My wife went and got a legal consultation last week and the lawyer told her that I’d have to pay her $2000 per month. Problem is, she didn’t take in any of the financial paperwork. She just gave the guy numbers off the top of her head. Well, I got my own consultation. I’m not going to have to pay one dime. Not one dime. Its not too late for this to all go away. I’m still willing to put in the work to keep our family together, but at least now I have peace of mind that if she continues to pursue this I’ll be ok financially.
Please understand that domestic relations judges typically have pretty wide discretion when it comes to determining spousal support (alimony). Unlike child support, which is formula-driven (although still subject to adjustment per the judge’s assessment of the nebulous best interest of the child(ren)), spousal support is likely much more difficult to predict.
I would seriously question any attorney who is offering you assurances that you’ll not have to pay her anything and would encourage you to get a second opinion.
Also, even if you and your wife both knew with certainty that you’d have to pay her no alimony, know that you two are employing two drastically different calculi in assessing the costs and benefits of divorce. Based on what you’ve shared, your wife seems inclined to nuke your marriage for frivolous reasons. To most rational people, this seems crazy, irresponsible and probably sinful, but this is not how she sees it. Most people purport to recognize at least superficially the absolutely devastating practical impact, notably financial, that divorce brings to bear on those affected by it; in truth, few really do, especially those initiating them. Your wife views her freedom from you as worth the cost of the diminished standard of living she’ll realize as a result, and that view is being flavored by the prospect of having you continue to hold up your end of the marital bargain, at least in part, while she gets to chuck hers. Do not assume that the stark reality of life after divorce will suddenly change her mind; if anything the adversarial nature of the process will harden her heart and cause her to rationalize her decision and cast you as the bad guy even more than she already has.

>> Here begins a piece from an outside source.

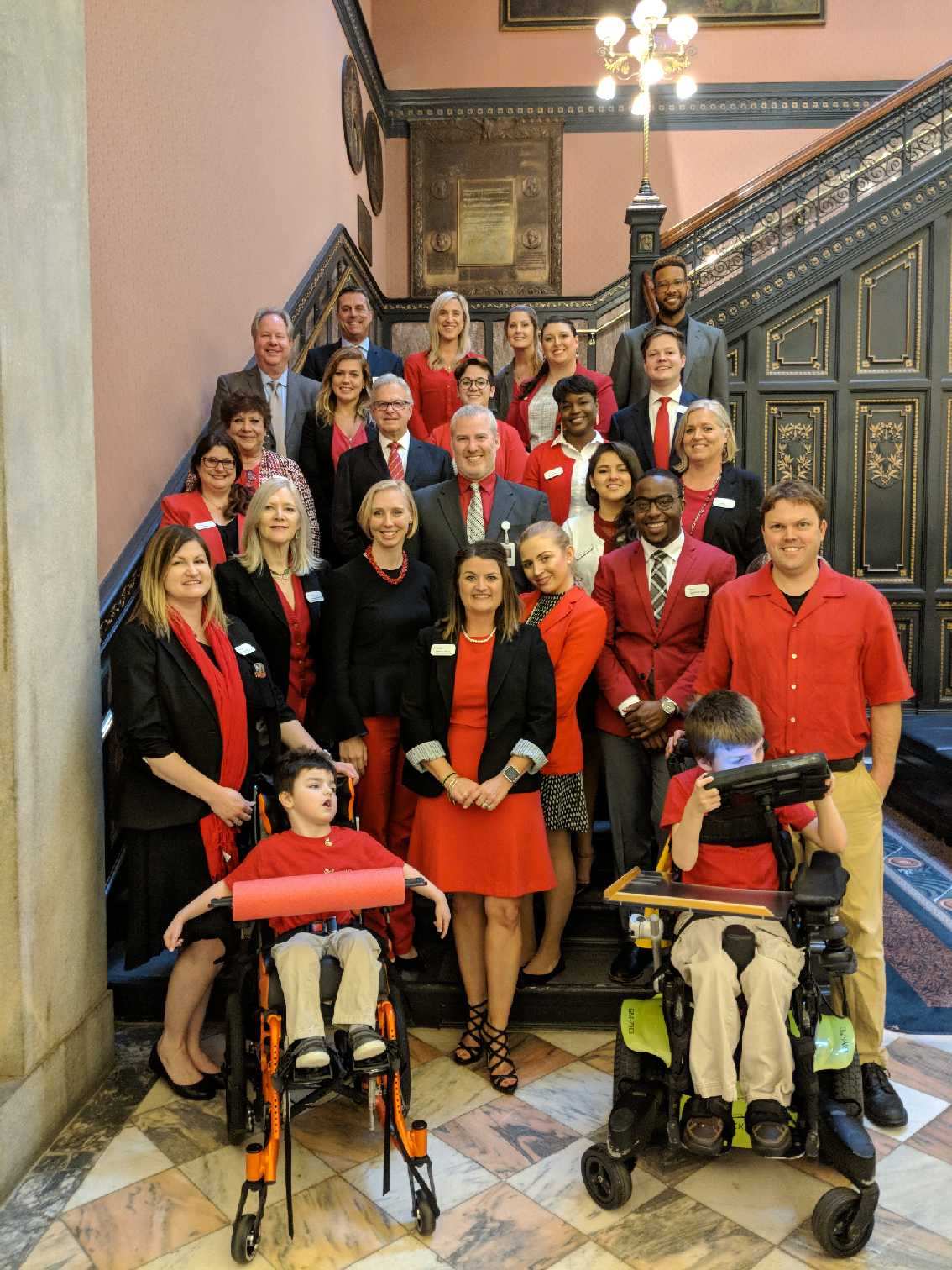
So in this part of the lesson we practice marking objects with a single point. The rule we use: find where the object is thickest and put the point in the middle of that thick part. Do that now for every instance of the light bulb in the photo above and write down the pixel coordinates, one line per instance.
(611, 29)
(651, 71)
(682, 29)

You seriously need to recognize the perverse incentives at play for the participants in the system, namely the attorneys. It is not in their interest to emphasize the worst possible outcome, or even the likely outcome. Most importantly, it is never in their interest, nor any other regular participant in the system, to have the process stop. Put simply, it is literally you against everyone else.
I truly, truly feel for you as I have recently seen my life’s journey take a momentous turn for the worse. Please do everything you can to save your marriage.